The third C is between H and graphene, since also H can be lost from the molecules and be adsorbed on graphene.

       &COLVAR
       &COORDINATION
          KINDS_FROM  H
          KINDS_TO   C
          R_0 [angstrom]  1.6
          NN  8
          ND  14
       &END COORDINATION
    &END COLVAR

Finally the fourth CV is the distance between a point and a plane, where the point is the geometric center between the two N atoms of the system, while the plane is determined by the coordinates of three C atoms of graphene.

    &COLVAR
       &DISTANCE_POINT_PLANE
        &POINT
          TYPE GEO_CENTER
          ATOMS 1
        &END
        &POINT
          TYPE GEO_CENTER
          ATOMS 48
        &END
        &POINT
          TYPE GEO_CENTER
          ATOMS 60
        &END
        &POINT
          TYPE GEO_CENTER
          ATOMS  69 70
        &END
          ATOMS_PLANE 1 2 3 
          ATOM_POINT 4
       &END DISTANCE_POINT_PLANE
    &END COLVAR

This last CV controls the distance of the molecules from the layer, which is an important factor to determine whether the dissociation is somehow favored by the presence of graphene. The output of the unbiased MD that monitors the behavior of these 4 CV is in DFTB_MTD_4CV_H0. It is obtained by invoking a MTD run where no penalty potential is added. Hence, the MOTION/FREE_ENERGY subsection is added within the section MOTION. The MTD run is controlled from the MOTION/FREE_ENERGY/METADYN subsection. In the present example, where no bias has to be added, the MOTION/FREE_ENERGY/METADYN section contains very few parameters

  &FREE_ENERGY
    &METADYN
      DO_HILLS  .FALSE.

      &METAVAR
        SCALE 0.08
        COLVAR 1
      &END METAVAR

      &METAVAR
        SCALE 0.3
        COLVAR 2
      &END METAVAR

     &METAVAR
        SCALE 0.08
        COLVAR 3
      &END METAVAR

      &METAVAR
        SCALE 1.5
        COLVAR 4
      &END METAVAR

      &PRINT
        &COLVAR
           COMMON_ITERATION_LEVELS 3
           &EACH
             MD 1
           &END
        &END
      &END
    &END METADYN
  &END FREE_ENERGY

With MOTION/FREE_ENERGY/METADYN#DO_HILLS set to .FALSE., it is required that no bias is added. Then for each defined COLVAR a MTD variable is initialized. The PRINT%COLVAR section controls the printing of the COLVAR output file, containing the instantaneous values of the CV as well as other parameters when needed. For the run without bias, no other information are needed, and the only interesting data in the output GR_2HNO3/DFTB_MTD_4CV_H0/gr2hno3_mtd_4cv_h0_p1-COLVAR.metadynLog are the second, third, fourth, and fifth columns, which are the instantaneous values of the CV at the indicated time (in fs, first column).

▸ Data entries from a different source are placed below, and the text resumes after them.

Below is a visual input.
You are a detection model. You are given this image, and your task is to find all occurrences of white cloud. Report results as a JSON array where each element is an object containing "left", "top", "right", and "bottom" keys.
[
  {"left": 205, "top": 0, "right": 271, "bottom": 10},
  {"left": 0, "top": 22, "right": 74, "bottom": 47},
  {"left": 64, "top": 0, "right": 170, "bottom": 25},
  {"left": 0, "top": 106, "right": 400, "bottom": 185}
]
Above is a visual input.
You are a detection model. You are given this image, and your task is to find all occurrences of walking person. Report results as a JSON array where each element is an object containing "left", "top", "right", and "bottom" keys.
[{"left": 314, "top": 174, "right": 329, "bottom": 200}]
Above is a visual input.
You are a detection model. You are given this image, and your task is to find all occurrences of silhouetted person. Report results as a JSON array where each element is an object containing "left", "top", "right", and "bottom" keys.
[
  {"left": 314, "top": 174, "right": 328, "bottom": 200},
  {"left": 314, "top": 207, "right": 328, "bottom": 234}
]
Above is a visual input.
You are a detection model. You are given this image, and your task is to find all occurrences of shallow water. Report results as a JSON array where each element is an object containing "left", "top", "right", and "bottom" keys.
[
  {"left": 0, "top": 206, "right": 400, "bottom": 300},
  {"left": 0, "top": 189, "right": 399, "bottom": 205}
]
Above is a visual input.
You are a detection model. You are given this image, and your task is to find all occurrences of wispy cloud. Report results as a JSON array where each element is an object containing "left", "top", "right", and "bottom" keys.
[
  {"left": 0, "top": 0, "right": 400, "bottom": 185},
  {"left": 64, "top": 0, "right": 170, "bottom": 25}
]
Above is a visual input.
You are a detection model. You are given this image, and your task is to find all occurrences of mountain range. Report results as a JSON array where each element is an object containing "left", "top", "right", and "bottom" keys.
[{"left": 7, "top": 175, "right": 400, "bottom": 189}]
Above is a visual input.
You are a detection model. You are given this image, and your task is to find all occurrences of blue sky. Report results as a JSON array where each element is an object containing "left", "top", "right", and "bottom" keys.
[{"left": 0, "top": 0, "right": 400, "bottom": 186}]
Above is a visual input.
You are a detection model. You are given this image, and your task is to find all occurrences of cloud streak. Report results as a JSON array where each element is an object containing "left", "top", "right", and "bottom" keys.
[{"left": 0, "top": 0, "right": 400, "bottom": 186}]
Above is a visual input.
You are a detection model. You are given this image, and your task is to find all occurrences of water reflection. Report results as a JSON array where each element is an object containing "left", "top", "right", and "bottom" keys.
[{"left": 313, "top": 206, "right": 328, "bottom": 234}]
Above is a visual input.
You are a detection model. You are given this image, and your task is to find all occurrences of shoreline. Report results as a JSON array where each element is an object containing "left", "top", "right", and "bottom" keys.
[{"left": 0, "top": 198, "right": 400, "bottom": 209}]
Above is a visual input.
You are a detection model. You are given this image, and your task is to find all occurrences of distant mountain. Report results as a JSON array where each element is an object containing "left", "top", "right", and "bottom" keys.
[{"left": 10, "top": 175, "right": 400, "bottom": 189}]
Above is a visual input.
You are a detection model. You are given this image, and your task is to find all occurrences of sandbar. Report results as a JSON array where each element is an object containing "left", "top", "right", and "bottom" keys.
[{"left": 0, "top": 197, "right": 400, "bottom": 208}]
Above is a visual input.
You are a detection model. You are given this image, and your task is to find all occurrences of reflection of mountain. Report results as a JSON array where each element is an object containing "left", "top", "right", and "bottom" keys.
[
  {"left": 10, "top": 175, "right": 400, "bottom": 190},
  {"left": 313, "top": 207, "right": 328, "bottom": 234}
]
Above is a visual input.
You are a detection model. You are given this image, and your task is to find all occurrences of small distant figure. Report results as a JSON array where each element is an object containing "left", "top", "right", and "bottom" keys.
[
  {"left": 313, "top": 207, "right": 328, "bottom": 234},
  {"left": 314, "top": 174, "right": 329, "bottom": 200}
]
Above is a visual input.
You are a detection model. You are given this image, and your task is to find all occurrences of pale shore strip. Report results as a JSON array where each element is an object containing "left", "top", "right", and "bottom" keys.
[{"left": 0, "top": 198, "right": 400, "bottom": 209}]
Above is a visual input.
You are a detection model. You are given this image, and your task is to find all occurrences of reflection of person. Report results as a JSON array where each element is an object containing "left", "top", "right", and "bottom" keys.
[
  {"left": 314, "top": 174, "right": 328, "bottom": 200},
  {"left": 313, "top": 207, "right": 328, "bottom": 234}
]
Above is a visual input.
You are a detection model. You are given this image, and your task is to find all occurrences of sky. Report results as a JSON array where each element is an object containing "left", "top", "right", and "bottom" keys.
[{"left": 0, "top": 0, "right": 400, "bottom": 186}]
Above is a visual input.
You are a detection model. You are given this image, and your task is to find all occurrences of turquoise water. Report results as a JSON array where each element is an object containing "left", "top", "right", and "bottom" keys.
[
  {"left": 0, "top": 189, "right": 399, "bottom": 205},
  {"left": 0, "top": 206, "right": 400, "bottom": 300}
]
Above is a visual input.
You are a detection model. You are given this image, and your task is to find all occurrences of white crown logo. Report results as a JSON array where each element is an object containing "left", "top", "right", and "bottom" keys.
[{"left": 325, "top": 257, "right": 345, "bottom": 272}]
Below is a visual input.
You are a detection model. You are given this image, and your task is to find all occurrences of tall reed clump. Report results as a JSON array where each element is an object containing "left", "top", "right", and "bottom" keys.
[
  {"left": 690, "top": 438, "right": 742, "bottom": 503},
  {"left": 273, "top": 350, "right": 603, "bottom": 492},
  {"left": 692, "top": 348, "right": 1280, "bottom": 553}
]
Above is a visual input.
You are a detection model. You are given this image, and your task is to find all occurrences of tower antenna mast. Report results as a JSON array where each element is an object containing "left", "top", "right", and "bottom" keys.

By plotting the CV as recorded along the short MD trajectory (3 ps), the amplitude of the equilibrium fluctuations can be evaluated and then used to set up the size of the Gaussian hills that build up the biasing potential. The first CV fluctuates close to zero, with fluctuations smaller than 0.2. The second is around 2.8. The fluctuations are smaller due to the stiffness of the three NO bonds. The coordination of H to C is also typically zero, but it can change a lot when the molecules approach the layer, even if there is no dissociation of H and no binding to C. This indicates that this variable is difficult to control and might turn out to be tricky to use it to distinguish among different states of the reaction process. The point to plane distance shows quite large fluctuations and it is clearly not suited to distinguish a specific state along the reaction path. Moreover, its minima, when the two molecules are closer to the layer, correspond to the maxima of the third CV, i.e. the CN of H to C. At least before dissociation, the information that this variable provide is redundant. It might be interesting to run again this preliminary simulation after modifying the definition of the CV. For example, by changing the two exponents or even the reference distance of the CN, the range of the function can be made shorter or longer. It is maybe important to remind that the function defining the CV must have a gradient different from zero to affect the behavior of the system in a MTD run. Namely, the MTD force term affecting the dynamics of the atoms involved in the definition of the CV is proportional to the gradient of the CV function.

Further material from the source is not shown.